Violent crime rates in the U.S. are reaching historic lows, according to new FBI data released Monday.
Instances of murder declined overall by 1.9 percent from 2010 figures, while rape, robbery and aggravated assault declined by 4 percent nationwide, according to records from more than 14,000 law-enforcement agencies around the country, FBI spokesman Bill Carter told msnbc.com.
The number of property crimes also registered a 0.8-percent drop, motor-vehicle thefts declined by 3.3 percent, and arson was down by 5 percent.
Although the findings, released in the FBI’s Preliminary Annual Uniform Crime Report, represent a seemingly small decline in crime overall, they aren’t just a blip. Rather, criminologists say, the decline is part of larger downward trend and the result of a series of changes that have contributed to a more peaceful society.
“This is actually a pretty significant drop, which is fascinating because we’d normally expect crime to go up when we’re in an economic downturn,” Gary LaFree, a criminology professor at the University of Maryland, told msnbc.com, adding that the U.S. is experiencing the lowest crime levels since World War II.

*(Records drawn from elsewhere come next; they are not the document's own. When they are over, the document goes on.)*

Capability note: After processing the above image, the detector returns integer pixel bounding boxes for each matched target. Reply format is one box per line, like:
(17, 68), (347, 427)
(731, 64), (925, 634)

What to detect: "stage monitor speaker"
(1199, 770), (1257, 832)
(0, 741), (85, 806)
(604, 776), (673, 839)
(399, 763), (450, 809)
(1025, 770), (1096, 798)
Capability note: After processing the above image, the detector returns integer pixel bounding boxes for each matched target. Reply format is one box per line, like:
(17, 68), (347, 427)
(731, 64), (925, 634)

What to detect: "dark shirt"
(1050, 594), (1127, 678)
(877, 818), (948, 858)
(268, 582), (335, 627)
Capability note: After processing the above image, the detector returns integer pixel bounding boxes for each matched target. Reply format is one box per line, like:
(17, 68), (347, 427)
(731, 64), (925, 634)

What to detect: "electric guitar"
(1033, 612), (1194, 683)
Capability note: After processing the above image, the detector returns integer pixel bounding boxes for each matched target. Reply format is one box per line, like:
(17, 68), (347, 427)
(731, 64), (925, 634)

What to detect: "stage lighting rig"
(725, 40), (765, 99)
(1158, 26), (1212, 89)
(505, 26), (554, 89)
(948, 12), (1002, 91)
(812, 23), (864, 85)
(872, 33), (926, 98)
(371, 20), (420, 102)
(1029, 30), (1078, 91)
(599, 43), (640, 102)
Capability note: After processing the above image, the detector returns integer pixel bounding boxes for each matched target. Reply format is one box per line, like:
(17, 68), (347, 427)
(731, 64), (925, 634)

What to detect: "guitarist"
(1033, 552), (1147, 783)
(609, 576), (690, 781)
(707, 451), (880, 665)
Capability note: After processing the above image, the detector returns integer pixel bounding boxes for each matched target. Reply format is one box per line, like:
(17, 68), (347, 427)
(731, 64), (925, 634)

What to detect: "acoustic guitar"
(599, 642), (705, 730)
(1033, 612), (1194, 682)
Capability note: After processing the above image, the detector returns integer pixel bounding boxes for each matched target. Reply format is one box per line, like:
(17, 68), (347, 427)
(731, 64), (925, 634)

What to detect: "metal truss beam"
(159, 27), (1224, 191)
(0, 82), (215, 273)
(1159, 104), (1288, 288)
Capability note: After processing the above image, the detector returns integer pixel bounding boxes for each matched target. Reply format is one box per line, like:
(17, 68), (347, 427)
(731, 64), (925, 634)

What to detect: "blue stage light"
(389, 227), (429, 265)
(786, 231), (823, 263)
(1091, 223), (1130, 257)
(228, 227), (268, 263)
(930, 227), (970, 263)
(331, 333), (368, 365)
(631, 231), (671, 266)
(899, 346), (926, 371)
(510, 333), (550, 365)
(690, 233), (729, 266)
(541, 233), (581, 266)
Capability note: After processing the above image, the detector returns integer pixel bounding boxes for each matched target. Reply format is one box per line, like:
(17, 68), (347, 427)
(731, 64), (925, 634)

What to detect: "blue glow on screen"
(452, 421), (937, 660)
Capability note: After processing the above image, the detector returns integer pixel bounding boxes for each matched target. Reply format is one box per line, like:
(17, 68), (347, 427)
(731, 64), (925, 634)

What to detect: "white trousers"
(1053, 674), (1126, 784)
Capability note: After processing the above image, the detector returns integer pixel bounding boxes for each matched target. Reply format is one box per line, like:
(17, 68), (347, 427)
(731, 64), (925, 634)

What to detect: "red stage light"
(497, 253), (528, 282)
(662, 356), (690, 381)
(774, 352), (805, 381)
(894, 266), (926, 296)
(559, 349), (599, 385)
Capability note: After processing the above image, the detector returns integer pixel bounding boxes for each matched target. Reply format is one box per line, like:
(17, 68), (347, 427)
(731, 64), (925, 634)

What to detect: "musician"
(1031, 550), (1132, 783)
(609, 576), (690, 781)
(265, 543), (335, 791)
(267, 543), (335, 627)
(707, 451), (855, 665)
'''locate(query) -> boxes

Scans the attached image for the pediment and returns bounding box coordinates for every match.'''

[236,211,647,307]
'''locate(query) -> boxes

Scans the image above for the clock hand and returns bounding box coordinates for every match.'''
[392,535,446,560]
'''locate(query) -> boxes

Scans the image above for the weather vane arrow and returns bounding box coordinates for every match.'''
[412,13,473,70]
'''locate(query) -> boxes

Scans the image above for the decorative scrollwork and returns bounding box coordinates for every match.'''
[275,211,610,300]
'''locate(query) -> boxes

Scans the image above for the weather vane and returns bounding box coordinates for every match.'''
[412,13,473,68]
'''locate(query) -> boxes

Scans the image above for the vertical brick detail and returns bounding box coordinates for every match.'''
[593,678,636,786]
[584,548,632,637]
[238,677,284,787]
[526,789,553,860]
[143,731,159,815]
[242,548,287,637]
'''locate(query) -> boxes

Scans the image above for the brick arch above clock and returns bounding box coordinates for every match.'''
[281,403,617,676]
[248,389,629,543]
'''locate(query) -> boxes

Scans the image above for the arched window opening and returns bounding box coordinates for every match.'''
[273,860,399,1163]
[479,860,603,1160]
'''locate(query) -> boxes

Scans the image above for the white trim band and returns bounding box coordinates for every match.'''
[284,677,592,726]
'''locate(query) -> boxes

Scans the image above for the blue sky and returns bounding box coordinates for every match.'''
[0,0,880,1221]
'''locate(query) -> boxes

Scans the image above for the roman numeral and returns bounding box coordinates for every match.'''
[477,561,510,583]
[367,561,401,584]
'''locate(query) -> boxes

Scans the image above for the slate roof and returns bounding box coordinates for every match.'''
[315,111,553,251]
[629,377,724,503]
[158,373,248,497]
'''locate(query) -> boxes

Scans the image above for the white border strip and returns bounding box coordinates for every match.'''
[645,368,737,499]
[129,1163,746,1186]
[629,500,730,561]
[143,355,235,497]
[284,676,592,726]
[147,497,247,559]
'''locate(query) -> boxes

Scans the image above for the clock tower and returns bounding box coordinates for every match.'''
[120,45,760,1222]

According to FBI analysis, the homicide drop would mean that nearly 280 fewer Americans were murdered last year, which would be the lowest homicide death toll since the mid-1950s.
LaFree said a combination of factors – from a weak economy and an aging population to increased immigration and a more robust police presence across the country – have contributed to the drop.
“One of the responses of society is to pull together when there’s a huge crisis and a feeling of great difficulty,” LaFree said, adding that the economic climate may have contributed to this peaceful trend.
Additionally, with the current U.S. median age at 37.2 years, older than ever before, the aging population is another possible cause, LaFree said. “There is some truth to the fact that younger people commit more crimes,” he said.
“We also have a record number of immigrants, and contrary to popular belief,” LaFree said, “immigrants have lower crime rates than the rest of society.”
But some argue the data may not signify such remarkable changes.
“Year-to-year changes are notoriously volatile, especially for lesser-volume crimes like murder,” James Alan Fox, a criminologist at Northeastern University in Boston, wrote in his blog. “They must be viewed with caution, avoiding the temptation to make too much out of rather little.”
Fox said it’s possible the long-term downturn in crime has slowed and even bottomed out.
Still, LaFree argued there’s a reason the numbers indicate what they do.
“Compared to years ago, “There’s nothing that’s ripping apart the fabric of society in a political sense,” LaFree said.
The mass protests during the Vietnam War and the beginnings of crack cocaine epidemic contributed to more violent crimes in the past, LaFree said. He said he thinks there are fewer problems as extreme as either of those in society today.
As for the serious crimes that do occur, there exists a strong deterrence factor in the prison system, despite debates about its effectiveness, he said.
But more importantly, LaFree said, there has been a “quiet revolution” in law-enforcement policy over the past few years.
“Police departments have become much more proactive across the country,” Lafree said. “They used to deploy resources to handle crime, but now they’re much more likely to target problems beforehand and emphasize a solution.”
Fox, however, warned against resting on news that could be seen as too positive.
“With rates relatively low, this is not the time to diminish crime fighting-efforts,” he said. “If we naively presume that the crime problem has been solved (as opposed to just controlled for the time being), the crime rate could easily rebound.”
The FBI's final crime figures will be released this fall.